# Topic1: Impact of exercise on stress levels across different age groups

## Research question and what might be interesting to study

Does regular physical activity reduce self-reported stress levels, and how does this relationship vary across different age groups?

Understanding how different age groups benefit from physical activity in terms of stress reduction could guide tailored health recommendations for various age demographics, improving overall stress management strategies.


## Population parameter

Mean difference in stress levels across physical activity levels and among different age groups.

## Variables, the discription of variables, why I chose them and visualizations

I'm interested in exploring how physical activity levels and age groups are associated with stress levels.

1.BELIEFS_rank_physical_activity

Physical Activity Level: This variable categorizes individuals based on their frequency and intensity of exercise, which is critical because physical activity is often linked to stress reduction.

Visualization:Histogram to show the frequency of different activity levels across all participants.

2.BELIEFS_rank_stress

Stress Level: A continuous or ordinal scale rating of perceived stress. Estimating the average stress level across different activity levels helps understand the efficacy of exercise as a stress management tool.

Visualization:Box Plot to display the distribution of stress levels within each age group.

3.DEMO_age

Age Group: Age can influence both stress response and exercise habits, making it essential to control or examine this variable separately.

Visualization:Bar Plot to visualize the average stress level within each activity category.

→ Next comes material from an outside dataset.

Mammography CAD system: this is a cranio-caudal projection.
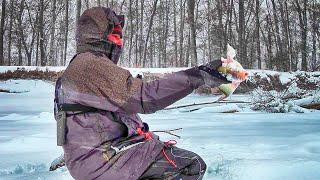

Reason for Choosing These Variables:
Understanding the relationship between exercise and stress across age groups can help tailor public health recommendations for stress management.


## Brief justification of each type of visualization

Bar Plot:This visualization is chosen to depict the average stress level within each physical activity category. Bar plots are particularly effective for comparing categorical data—here, the activity levels—against a numerical variable—the average stress score. This helps in visually assessing the direct impact of activity levels on stress.

Box Plot: Used to display the distribution of stress levels within each age group, box plots are ideal because they show the median, quartiles, and potential outliers within the data. This makes it easier to identify variations and trends in stress levels across different age demographics, which is crucial for understanding how age might influence stress response to physical activity.

Histogram: This is employed to show the frequency of different activity levels across all participants. Histograms are useful for understanding the distribution of a single variable and can reveal the skewness or symmetry of the data, helping to contextualize the typical activity levels of the study population.

## Simplified analysis plan

1.Bootstrap Analysis:

Data Collection: Collect data on exercise frequency, intensity, and stress levels from a diverse age group sample.

Bootstrap Procedure: Perform bootstrap resampling to estimate subgroup mean stress levels by age and exercise habits, using 10,000 samples to create distributions.

Comparison: Analyze the bootstrap distributions to determine differences in stress levels across age groups and exercise variables.

2.Confidence Interval Estimation

Data Collection: Gather detailed data on exercise and stress levels across different age groups.

Statistical Modeling: Calculate mean stress levels for each age group and compute 95% confidence intervals using appropriate distribution methods.

Interpretation: Evaluate the confidence intervals to gauge the true mean stress levels for different exercise intensities and age groups.

3.Linear regression

Modeling Strategy: Model stress levels(dependent variable) as a function of exercise frequency and intensity(two independent variables), using linear regression.

Inclusion of Covariates: Include age as a covariate to adjust for its effect.

Analysis: Interpret regression coefficients to understand the impact of increased exercise on stress levels, considering age adjustments.

## Assumptions

1.Bootstrap Analysis:

• The sample is representative of the population.

• Resampled data adequately reflect the distribution of the original dataset.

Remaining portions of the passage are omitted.